Lyndon Johnson : A pot?
Von Braun: A POD, a, uh, capsule. Now, we would be in full control of zis pod. It vill go up like a cannonball, and come down like, uh, a cannonball, splashing down into ze water, the ocean, vith a parachute to spare the life of the specimen inside.
Lyndon Johnson : Spaceman?
Von Braun: SPE-CI-MEN.
Lyndon Johnson : Well, what kind of spe-ci-men?
Von Braun: A tough one. Responsive to orders. I had in mind a jimp.
Lyndon Johnson : JIMP? Well what the hell is a jimp?
Von Braun: A jimp. A-a-a jimpanzee, Senator. An ape.
by Anonymous | reply 76 | August 6, 2020 3:40 AM |
Like many other Nazis, German military and others right down to civilians extend of what exactly they knew, when they knew, and or how involved they were in war crimes is largely only known to themselves and their maker.
Herr Von Braun as with many other Nazis told various stories, omitted information when suited, recalled things only when pushed... Then there is the old standby "I was just following orders.....".
by Anonymous | reply 77 | August 6, 2020 5:30 AM |
One thing we must never forget when discussing this is...
That things were better under the Kaiser.
by Anonymous | reply 78 | August 6, 2020 5:32 AM |
Well I phoned my congressman who said quote
I'd like to help you son but you're too jimp to vote
by Anonymous | reply 79 | August 6, 2020 8:09 AM |
r41 Rutherford split the atom, and regretted it for the rest of his life.
by Anonymous | reply 80 | August 6, 2020 8:36 AM |
No R80, Rutherford used a split screen experiment to demonstrate that photons can behave like a particle and a wave. And I’m pretty sure he had no regrets.
by Anonymous | reply 81 | August 6, 2020 10:43 AM |
I read a biography written about von Braun and he was a fascinating person. His family had aristocratic roots in Germany.
He dreamed of flying to the moon at a very young age and started working on his dreams as a boy.
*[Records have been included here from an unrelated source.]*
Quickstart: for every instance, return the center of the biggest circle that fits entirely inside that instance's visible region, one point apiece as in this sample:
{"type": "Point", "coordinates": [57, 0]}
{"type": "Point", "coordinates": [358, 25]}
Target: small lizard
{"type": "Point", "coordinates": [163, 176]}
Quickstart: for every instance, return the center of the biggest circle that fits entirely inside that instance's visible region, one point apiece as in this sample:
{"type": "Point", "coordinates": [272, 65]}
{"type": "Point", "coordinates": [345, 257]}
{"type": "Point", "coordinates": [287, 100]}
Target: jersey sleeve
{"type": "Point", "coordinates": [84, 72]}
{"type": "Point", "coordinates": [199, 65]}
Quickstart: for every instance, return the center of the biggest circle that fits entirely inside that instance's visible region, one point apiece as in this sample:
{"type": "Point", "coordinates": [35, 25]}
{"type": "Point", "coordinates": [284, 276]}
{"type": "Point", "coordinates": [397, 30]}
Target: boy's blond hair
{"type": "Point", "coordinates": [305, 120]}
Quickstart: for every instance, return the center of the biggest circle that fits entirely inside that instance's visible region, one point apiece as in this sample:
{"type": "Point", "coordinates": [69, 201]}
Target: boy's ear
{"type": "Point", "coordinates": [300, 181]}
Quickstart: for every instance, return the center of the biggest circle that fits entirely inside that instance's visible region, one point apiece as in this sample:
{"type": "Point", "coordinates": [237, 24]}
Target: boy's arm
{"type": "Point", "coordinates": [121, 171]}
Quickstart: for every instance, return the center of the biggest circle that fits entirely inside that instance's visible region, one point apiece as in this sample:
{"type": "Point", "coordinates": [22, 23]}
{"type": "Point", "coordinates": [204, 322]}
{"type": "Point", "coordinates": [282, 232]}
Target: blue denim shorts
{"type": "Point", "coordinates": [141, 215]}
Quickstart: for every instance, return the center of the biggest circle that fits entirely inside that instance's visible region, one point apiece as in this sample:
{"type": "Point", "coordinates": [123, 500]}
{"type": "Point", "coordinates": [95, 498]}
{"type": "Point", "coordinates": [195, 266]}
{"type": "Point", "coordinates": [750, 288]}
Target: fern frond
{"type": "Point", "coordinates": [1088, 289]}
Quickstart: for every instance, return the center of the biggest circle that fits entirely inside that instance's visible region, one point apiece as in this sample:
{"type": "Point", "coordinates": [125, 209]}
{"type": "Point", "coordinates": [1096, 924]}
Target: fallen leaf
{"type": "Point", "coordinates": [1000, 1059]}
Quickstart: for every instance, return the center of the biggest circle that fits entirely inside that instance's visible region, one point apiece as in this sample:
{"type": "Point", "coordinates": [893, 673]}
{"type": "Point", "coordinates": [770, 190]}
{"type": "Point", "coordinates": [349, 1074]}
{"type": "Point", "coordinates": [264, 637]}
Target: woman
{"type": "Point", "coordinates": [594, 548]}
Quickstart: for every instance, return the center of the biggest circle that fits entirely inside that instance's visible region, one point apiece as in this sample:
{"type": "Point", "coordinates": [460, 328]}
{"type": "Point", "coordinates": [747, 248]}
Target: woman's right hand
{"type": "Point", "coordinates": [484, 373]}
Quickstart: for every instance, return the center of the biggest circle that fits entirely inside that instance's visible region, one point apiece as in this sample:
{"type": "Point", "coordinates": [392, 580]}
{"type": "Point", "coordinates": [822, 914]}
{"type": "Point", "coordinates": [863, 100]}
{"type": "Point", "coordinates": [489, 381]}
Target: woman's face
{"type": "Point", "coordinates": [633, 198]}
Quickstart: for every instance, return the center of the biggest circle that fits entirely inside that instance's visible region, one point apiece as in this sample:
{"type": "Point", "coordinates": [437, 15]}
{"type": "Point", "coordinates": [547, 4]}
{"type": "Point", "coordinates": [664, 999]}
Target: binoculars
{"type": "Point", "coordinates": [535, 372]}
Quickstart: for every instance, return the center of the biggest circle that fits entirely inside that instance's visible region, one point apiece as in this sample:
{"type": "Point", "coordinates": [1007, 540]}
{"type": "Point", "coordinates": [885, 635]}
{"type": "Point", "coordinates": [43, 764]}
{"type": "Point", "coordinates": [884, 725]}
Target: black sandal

His classmates thought he was odd and obsessed.
Was he a nazi, absolutely he had to tow the line to keep working on his rockets which he was his obsession, except he wanted to go to the moon and hitler wanted to take out people using rockets.
There is a picture of him at a rally wearing an SS uniform which was the rank given to a scientist in his capacity, it was not because he wanted to be an SS officer.
He had a girlfriend of questionable lineage which earned him some distrust among the nazis. She was rumored to Jewish.
Von Braun ended up marrying his cousin.
by Anonymous | reply 82 | August 6, 2020 11:47 AM |
OP, you're too late to start up a witch hunt to get Wernher Von Braun.
But you could join this one at Portland
by Anonymous | reply 83 | August 6, 2020 12:13 PM |
[quote] Well I phoned my congressman who said quote . . . I'd like to help you son but you're too jimp to vote
LOL! You're good. Looking for a cure for those summertime blues.
by Anonymous | reply 84 | August 6, 2020 5:57 PM |
[quote]A note on Huntsville, AL...it actually has been an area of high tech development and companies for many years, mostly government type outfits.
The FBI is building a presence in Huntsville.